Real-World Examples of Subqueries
These are the following real-world examples of subqueries
1. Finding Customers Who Have Placed Atleast One Order
An e-commerce company wants to find out the names of the customers who placed orders greater than $250.
--Create table customers
CREATE TABLE customers (
customer_id INT PRIMARY KEY,
customer_name VARCHAR(50),
region VARCHAR(50)
);
-- Insert values
INSERT INTO customers (customer_id, customer_name, region) VALUES
(1, 'Alice', 'North'),
(2, 'Bob', 'South'),
(3, 'Charlie', 'North'),
(4, 'David', 'East');
--Create table orders
CREATE TABLE orders (
order_id INT PRIMARY KEY,
customer_id INT REFERENCES customers(customer_id),
order_date DATE,
order_amount DECIMAL(10, 2)
);
--Insert data
INSERT INTO orders (order_id, customer_id, order_date, order_amount) VALUES
(101, 1, '2023-11-01', 150.00),
(102, 2, '2023-11-02', 200.00),
(103, 3, '2023-11-03', 260.00),
(104, 4, '2023-11-30', 300.00);
--Displaying the result
Select * from orders;
--Subquery to select customers
SELECT customer_name
FROM customers
WHERE customer_id IN (
SELECT customer_id
FROM orders
WHERE order_amount > 250.00
);
Output:
Explanation: Here, the WHERE Clause filters the returns to the name of the customer who has made the orders with an amount greater than 250.00.
2. Finding Employees in Departments with Above Average Salaries
A company wants to find out if employees in respective departments have salaries above average.
-- Creating table departments
CREATE TABLE departments (
dept_id SERIAL PRIMARY KEY,
dept_name VARCHAR(255)
);
--Creating the table employees
CREATE TABLE employees (
emp_id SERIAL PRIMARY KEY,
emp_name VARCHAR(255),
dept_id INT REFERENCES departments(dept_id),
salary DECIMAL(10, 2)
);
-- Inserting Data
INSERT INTO departments (dept_name) VALUES ('Sales'), ('Engineering'), ('HR');
INSERT INTO employees (emp_name, dept_id, salary) VALUES ('John', 1, 50000.00), ('Jane', 2, 70000.00), ('David', 1, 60000.00), ('Emily', 3, 45000.00), ('Michael', 2, 80000.00);
SELECT
e.emp_name
FROM
employees e
WHERE
e.dept_id IN (
SELECT
d.dept_id
FROM
departments d
WHERE
(SELECT SUM(salary) FROM employees WHERE dept_id = d.dept_id) > (SELECT AVG(total_salary) FROM (SELECT dept_id, SUM(salary) AS total_salary FROM employees GROUP BY dept_id) AS dept_salaries)
);
Output:
Explanation: Here, it calculates each department’s total salary, then the average of those totals is found, and returns the names of the employees whose salary is more than the average.
Unlock the Power of SQL
Dive into SQL – Learn the Basics for Free!
Conclusion
Subqueries and LATERAL JOIN are both alternative tools in PostgreSQL used for different purposes in the query. Subqueries can be used optimally for data fetching, such as filtering and aggregations. LATERAL JOIN used some other advanced features, such as row-by-row processing and dynamic calculations. Although subqueries are very simple to use, generally, LATERAL JOIN is very efficient for handling larger data.

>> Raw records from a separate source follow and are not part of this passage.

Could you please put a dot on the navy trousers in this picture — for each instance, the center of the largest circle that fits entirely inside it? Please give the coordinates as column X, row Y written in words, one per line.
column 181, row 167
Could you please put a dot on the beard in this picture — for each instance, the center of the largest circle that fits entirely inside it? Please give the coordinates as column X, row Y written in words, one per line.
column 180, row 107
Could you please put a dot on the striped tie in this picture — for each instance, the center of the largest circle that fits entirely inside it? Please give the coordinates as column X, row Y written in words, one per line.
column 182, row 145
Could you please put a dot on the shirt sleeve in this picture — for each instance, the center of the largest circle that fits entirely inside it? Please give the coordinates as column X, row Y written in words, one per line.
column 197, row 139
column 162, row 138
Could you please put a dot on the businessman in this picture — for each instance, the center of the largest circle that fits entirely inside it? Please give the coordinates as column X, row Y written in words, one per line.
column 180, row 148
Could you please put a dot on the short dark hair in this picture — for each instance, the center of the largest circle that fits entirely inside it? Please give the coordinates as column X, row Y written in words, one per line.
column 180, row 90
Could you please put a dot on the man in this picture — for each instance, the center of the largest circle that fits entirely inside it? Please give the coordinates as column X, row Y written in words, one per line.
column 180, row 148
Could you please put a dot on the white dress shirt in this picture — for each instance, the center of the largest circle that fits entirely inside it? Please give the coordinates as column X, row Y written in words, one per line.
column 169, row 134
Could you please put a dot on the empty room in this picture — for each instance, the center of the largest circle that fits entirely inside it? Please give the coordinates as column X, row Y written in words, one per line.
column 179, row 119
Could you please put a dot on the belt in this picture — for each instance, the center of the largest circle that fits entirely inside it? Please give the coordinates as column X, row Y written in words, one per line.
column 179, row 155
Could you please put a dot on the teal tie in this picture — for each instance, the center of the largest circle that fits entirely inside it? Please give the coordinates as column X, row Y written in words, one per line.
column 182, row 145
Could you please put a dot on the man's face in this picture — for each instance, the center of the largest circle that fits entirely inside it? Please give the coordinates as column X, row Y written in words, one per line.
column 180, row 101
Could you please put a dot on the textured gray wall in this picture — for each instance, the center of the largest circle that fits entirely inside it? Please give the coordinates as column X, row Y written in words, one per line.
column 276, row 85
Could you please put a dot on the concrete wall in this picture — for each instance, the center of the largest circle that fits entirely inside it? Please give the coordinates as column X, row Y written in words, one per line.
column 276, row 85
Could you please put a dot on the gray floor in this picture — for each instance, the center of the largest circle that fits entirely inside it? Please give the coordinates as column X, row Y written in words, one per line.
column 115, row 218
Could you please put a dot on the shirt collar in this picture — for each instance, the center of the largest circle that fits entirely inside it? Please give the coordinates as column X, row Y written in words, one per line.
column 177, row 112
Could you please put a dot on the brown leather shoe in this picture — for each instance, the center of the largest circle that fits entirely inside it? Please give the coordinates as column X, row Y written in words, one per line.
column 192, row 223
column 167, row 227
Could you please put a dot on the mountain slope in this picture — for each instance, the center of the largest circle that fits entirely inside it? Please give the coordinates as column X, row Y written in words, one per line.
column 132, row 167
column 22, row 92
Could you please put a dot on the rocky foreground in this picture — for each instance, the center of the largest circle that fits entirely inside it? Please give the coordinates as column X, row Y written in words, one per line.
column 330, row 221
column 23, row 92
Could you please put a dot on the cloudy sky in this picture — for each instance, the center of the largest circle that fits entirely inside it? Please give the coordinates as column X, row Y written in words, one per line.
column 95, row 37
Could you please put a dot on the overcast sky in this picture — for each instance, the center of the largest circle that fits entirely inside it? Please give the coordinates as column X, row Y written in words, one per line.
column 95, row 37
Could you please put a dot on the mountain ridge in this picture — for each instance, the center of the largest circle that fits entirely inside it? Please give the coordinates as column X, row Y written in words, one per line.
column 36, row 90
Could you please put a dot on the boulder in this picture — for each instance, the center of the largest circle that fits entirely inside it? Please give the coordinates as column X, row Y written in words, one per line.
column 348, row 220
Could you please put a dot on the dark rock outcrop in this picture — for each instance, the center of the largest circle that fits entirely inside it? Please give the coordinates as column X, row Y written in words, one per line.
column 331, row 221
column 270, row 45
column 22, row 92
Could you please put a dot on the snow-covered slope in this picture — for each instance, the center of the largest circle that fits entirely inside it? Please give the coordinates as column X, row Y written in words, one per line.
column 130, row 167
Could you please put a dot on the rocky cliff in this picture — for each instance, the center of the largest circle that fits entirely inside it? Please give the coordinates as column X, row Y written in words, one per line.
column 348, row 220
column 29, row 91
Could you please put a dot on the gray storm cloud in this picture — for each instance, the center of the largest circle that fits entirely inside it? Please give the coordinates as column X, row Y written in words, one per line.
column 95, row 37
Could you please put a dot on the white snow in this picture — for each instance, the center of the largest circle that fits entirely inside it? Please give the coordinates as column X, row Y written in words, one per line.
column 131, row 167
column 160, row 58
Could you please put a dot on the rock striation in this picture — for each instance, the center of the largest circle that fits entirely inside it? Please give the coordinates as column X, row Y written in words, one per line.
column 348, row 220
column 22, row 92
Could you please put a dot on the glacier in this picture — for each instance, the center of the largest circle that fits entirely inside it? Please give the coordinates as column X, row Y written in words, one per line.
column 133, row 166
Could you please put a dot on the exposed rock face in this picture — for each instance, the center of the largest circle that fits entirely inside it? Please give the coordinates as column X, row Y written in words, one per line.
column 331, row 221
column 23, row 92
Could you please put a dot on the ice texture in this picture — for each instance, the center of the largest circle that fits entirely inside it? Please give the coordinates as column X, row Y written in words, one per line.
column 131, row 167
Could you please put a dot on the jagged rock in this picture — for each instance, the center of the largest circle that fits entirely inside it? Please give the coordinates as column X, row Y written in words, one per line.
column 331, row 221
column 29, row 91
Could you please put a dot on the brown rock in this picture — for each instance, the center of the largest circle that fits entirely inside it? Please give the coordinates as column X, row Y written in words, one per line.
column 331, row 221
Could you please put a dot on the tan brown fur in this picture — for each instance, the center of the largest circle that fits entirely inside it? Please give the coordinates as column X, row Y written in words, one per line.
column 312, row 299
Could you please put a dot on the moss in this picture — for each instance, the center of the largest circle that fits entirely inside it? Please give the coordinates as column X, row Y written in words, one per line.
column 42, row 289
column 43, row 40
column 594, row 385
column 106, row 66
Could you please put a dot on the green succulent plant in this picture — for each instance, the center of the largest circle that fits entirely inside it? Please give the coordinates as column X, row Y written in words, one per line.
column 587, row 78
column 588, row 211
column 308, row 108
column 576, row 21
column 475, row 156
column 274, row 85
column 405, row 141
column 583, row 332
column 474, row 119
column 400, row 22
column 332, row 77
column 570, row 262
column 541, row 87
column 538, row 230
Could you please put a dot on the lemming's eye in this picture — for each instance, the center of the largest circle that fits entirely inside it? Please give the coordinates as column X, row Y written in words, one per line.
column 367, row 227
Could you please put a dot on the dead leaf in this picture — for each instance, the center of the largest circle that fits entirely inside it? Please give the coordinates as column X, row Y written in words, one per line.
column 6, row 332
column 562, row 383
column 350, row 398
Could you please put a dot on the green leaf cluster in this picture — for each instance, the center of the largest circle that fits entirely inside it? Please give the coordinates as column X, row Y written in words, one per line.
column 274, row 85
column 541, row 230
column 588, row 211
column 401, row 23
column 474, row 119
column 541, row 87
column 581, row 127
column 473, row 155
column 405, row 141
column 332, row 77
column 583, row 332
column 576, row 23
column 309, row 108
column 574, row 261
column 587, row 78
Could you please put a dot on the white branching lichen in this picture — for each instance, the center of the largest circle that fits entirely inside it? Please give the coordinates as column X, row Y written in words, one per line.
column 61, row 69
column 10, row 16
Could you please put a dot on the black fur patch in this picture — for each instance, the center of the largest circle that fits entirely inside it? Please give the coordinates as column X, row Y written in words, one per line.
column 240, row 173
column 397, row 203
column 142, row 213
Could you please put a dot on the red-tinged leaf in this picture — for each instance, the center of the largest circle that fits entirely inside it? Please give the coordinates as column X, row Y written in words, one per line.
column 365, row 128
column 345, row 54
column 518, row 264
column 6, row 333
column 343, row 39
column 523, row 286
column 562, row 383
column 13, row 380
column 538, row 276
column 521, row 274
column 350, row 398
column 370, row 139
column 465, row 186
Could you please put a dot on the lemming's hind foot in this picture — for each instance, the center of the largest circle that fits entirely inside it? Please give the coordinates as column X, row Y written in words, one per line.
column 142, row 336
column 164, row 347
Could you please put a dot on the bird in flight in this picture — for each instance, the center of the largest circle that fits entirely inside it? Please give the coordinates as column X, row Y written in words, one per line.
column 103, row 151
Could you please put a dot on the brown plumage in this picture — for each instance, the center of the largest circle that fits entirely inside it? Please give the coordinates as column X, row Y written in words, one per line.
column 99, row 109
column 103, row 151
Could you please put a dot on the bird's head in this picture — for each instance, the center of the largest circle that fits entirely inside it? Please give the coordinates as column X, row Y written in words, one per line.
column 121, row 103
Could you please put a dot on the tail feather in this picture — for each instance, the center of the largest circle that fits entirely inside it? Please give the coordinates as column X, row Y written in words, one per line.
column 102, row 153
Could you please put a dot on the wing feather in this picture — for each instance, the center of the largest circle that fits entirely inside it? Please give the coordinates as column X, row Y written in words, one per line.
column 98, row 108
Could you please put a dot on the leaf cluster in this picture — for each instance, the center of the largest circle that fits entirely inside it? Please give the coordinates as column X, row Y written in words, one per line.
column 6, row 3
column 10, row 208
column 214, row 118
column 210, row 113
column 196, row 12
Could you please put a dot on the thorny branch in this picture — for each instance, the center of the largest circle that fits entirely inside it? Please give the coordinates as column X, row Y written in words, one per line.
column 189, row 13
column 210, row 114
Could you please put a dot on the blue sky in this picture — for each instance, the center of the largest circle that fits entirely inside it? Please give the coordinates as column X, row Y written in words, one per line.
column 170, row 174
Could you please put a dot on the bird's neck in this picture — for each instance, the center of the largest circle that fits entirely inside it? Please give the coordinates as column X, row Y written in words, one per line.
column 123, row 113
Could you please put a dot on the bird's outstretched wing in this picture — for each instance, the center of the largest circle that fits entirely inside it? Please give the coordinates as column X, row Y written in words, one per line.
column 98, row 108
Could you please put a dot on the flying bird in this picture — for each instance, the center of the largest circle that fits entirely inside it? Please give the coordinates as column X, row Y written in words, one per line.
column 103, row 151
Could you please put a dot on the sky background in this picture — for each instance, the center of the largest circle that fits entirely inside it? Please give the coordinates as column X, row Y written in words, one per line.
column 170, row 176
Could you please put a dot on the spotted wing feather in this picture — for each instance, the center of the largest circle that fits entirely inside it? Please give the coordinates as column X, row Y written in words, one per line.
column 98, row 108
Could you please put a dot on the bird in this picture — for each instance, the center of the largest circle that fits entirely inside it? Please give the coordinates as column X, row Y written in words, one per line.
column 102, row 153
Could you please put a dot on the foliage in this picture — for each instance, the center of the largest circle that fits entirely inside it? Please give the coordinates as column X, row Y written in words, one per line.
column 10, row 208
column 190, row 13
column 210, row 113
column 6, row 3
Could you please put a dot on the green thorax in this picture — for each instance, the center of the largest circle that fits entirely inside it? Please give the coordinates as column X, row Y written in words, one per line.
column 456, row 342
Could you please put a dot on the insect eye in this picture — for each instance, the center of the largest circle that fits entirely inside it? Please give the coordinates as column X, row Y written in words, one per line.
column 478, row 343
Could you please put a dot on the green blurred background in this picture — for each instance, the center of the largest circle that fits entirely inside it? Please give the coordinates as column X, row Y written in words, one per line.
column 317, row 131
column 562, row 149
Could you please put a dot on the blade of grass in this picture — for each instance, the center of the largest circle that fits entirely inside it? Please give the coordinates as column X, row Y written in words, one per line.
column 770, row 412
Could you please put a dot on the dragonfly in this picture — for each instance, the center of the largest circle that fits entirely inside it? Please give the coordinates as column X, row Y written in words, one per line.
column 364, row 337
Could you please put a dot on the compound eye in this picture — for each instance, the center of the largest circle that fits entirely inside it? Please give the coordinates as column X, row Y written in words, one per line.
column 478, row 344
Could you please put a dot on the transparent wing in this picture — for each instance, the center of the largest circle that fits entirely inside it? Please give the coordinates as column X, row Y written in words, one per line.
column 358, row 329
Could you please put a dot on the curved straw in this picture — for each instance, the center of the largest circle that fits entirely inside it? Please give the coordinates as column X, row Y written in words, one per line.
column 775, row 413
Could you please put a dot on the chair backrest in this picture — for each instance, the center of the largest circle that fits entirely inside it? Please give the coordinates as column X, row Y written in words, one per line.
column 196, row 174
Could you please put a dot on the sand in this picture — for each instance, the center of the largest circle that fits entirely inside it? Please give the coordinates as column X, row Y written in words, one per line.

To learn more about SQL functions, check out this SQL course and also explore SQL Interview Questions prepared by industry experts.
Lateral join vs Subqueries -FAQs
Q1. Can subqueries reference columns from the outer query?
Yes, subqueries can reference columns from the outer query, but only if they are correlated with the subquery.
Q2. What is the primary benefit of LATERAL JOIN?
The primary benefit of LATERAL JOIN is that it allows you to perform row-by-row operations and reference columns from preceding FROM items.
Q3. Is LATERAL JOIN always better than a subquery?
No LATERAL JOIN is a powerful tool, but it can be more complex to use for simple data.
Q4. Should I use a subquery?
Yes, you can use a subquery for simple filtering.
Q5. How do I handle set-returning functions with subqueries?
You can use UNNEST, but LATERAL JOIN will help to simplify this process.